The money purchased a software installation that shuts down office or classroom computers after a set period of inactivity. Many teachers and staff tend to leave PCs on all the time, said Steve Payne, the district’s tech manager.
The school district is achieving $121,000 in savings each year by having the shutdown software installed, Payne said.
The program, named Surveyor, comes from a Seattle firm called Verdiem.
Even better for the school district: A $100,000 Avista energy-efficiency rebate covered most of the cost of the software, said Dan Wordell, the district’s technology supervisor.
“It works really good—so good that we got complaints at first because it was shutting down PCs people wanted to keep running into the night,” Wordell said.

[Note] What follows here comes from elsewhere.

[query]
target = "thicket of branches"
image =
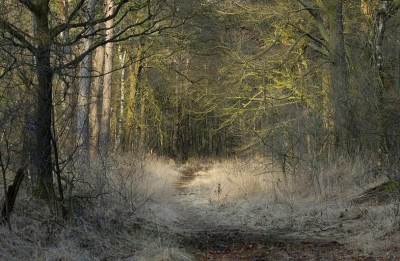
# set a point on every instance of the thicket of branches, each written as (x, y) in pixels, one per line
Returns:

The same software is used by the city of Spokane on 1,300 of its computers, producing an annual savings of about $15,000, said Michael Sloon, the city’s information systems manager.
“Shutting down PCs using software is one of the easiest, lowest-hanging fruit options businesses or groups have to cut costs,” said Jeff Warner, sales manager for California-based Verismic, which produces a competing product to manage computer power use. Other companies that sell such products to schools include NetSupport, SchoolDude, and Tripp Lite.
Industry energy audits suggest that shutting down computers that normally are on all the time, using preset schedules, can save as much as $60 per year per PC.
Yet not that many companies and schools have adopted such power-management tools, Warner said. “That’s because most IT managers feel they’re already trying to do too much,” said Warner.